農林水産省の発表によると、令和2年度のイノシシによる農業被害金額は約45億円に達しており、地域によってはより捕獲圧を強めることが求められています。

イノシシの捕獲には「くくり罠」と呼ばれる道具が広く使われています。獣道のなかでイノシシが足を置く場所を予測し、その場所にくくり罠を設置します。設置したくくり罠をイノシシが踏むと、罠が作動してワイヤーが締まり、イノシシの足を捉えるという仕組みです。

一般的なくくり罠は地面に穴を掘って設置しますが、くくり罠の大きさに応じて地面に穴を掘らなければならないので、なかなかの重労働です。地質が硬かったり、植物の根が多くあるような場所では、さらに作業が大変になります。

株式会社refactory(以下、refactory 本社:宮崎県宮崎市、代表取締役 守屋将邦)と株式会社TSJ(代表取締役:仲村 篤志 以下TSJ)は捕獲作業の効率化および捕獲率を上げるため、穴掘り不要の新型くくり罠「TSJ」を開発し、リリースいたしました。

軽い作動と手間いらずのくくり罠
野生鳥獣のなかでも、特にイノシシは警戒心が高く、犬と同程度の鋭い嗅覚をもちます。穴掘り等に時間を要してしまうと、その分人間の痕跡が残ることになります。そのため、折角罠を設置しても、その場所をイノシシが避けるようになり、捕獲が進捗しないといった事例も多くみられます。

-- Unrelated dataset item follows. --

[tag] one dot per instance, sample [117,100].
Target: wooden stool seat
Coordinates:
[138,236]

上の写真は一般的なくくり罠(写真左)と新型くくり罠「TSJ」(写真右)の設置を比較した写真です。

一般的なくくり罠は、ワイヤーをくくりつける部分(踏み板とも呼ばれます)と、台座(写真中グレーの塩ビ管)で構成されます。踏み板が台座内に落ちることによって、ワイヤーを括りつけているアームが上がり、罠が作動します。台座は地中に設置する必要があるので、穴掘り作業は必須になります。

一方で、「TSJ」は独自の構造により、穴掘りをせずとも設置することが可能です。写真中のプレート部分に少しでもイノシシの体重がかかれば、アームに仕込まれたキックバネによって素早く罠が作動します。
上写真のとおり、TSJの底面には地面に突き刺せるようにアンカーがついており、地面に差し込めば設置完了です。そのため、穴掘りによる人間の痕跡が生じず、捕獲効率を向上させることができます。

軽い力で罠が作動するため、イノシシ以外の捕獲にも威力を発揮します。例えば、通常のニホンジカよりも体が一回り小さいキョン等においても、空ハジキ(罠が作動したものの逃げられてしまう事象のこと)が少ないという結果が得られております。

鼻くくりによって、より安全な止め刺しを
獲物を捕獲した後は、当然その後の処理が必要になります。くくり罠の場合、1本の足をワイヤーで保定する恰好になるのですが、ワイヤーの長さの分だけ自由に動きまわることができます。捕獲した獣の反撃にあい、人身事故が発生するケースも毎年見られています。

そのため安全な処理のためには、捕獲した獣の動きをいかに制限するかが重要になってきます。多く用いられるのは、捉えた足以外にも別の支点で獣の体を保定する方法です。イノシシの場合は、足のほかに鼻も保定することによって、動きを大幅に制限させることができます。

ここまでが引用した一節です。